Airoldi e Muzzi: da inizio emergenza 56 decessi nella Rsa. 89 dipendenti in malattia

Il 27 aprile sono stati sottoposti a tampone 80 dipendenti di questi 28 sono risultati negativi, 35 positivi e 17 dipendenti in fase di valutazione.

Airoldi e Muzzi: da inizio emergenza 56 decessi nella Rsa. 89 dipendenti in malattia
Cronaca Lecco e dintorni, 29 Aprile 2020 ore 10:21

Airoldi a Muzzi: da inizio emergenza 56 decessi nella Rsa. 89 dipendenti in malattia. Questi gli ultimi dati ufficiali forniti dalla direzione della casa di riposo del rione lecchese di Germanedo.

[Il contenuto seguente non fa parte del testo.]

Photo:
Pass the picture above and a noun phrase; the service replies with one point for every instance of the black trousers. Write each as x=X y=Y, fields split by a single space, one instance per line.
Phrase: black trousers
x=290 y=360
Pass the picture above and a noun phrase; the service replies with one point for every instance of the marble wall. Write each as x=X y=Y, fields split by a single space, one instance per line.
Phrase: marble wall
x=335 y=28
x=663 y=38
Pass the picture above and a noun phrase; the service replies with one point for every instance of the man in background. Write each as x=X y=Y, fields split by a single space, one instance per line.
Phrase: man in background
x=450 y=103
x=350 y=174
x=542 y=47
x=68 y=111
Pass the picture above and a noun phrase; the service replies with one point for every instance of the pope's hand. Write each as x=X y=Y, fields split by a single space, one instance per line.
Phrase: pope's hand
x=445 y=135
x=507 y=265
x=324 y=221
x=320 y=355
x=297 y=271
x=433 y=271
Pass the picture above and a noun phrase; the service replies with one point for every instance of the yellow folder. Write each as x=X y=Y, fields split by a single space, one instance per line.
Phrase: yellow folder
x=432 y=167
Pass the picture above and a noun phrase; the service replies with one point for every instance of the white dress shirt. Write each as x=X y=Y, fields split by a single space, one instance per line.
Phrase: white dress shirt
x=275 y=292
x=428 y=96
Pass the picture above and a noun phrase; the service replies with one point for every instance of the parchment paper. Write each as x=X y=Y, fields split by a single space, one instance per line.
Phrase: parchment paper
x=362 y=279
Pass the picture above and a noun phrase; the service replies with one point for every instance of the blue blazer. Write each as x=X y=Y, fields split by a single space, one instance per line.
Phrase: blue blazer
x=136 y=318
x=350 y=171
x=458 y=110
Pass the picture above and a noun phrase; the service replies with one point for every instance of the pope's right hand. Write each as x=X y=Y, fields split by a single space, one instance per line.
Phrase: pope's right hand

Una “operazione trasparenza” in un periodo di emergenza sanitaria  durante il quale la lente è puntata sulle residente per anziani. “Sono passati ormai più di due mesi dall’inizio dell’emergenza, e continua il nostro impegno a contrastare la diffusione dell’epidemia, mettendo in atto protocolli e procedure per cercare di garantire condizioni di sicurezza e salute agli ospiti e a tutto il personale degli Istituti – spiegano dall’Airoldi e Muzzi –  Fin dall’inizio della crisi sanitaria, si è costituito un “Comitato multidisciplinare” che si riunisce quotidianamente e a cui partecipano il Direttore Generale, il Direttore Sanitario, i Medici, gli Infermieri Coordinatori, i Responsabili e i Referenti di Servizio, e in cui vengono condivise tutte le decisioni in merito alla gestione dell’emergenza”.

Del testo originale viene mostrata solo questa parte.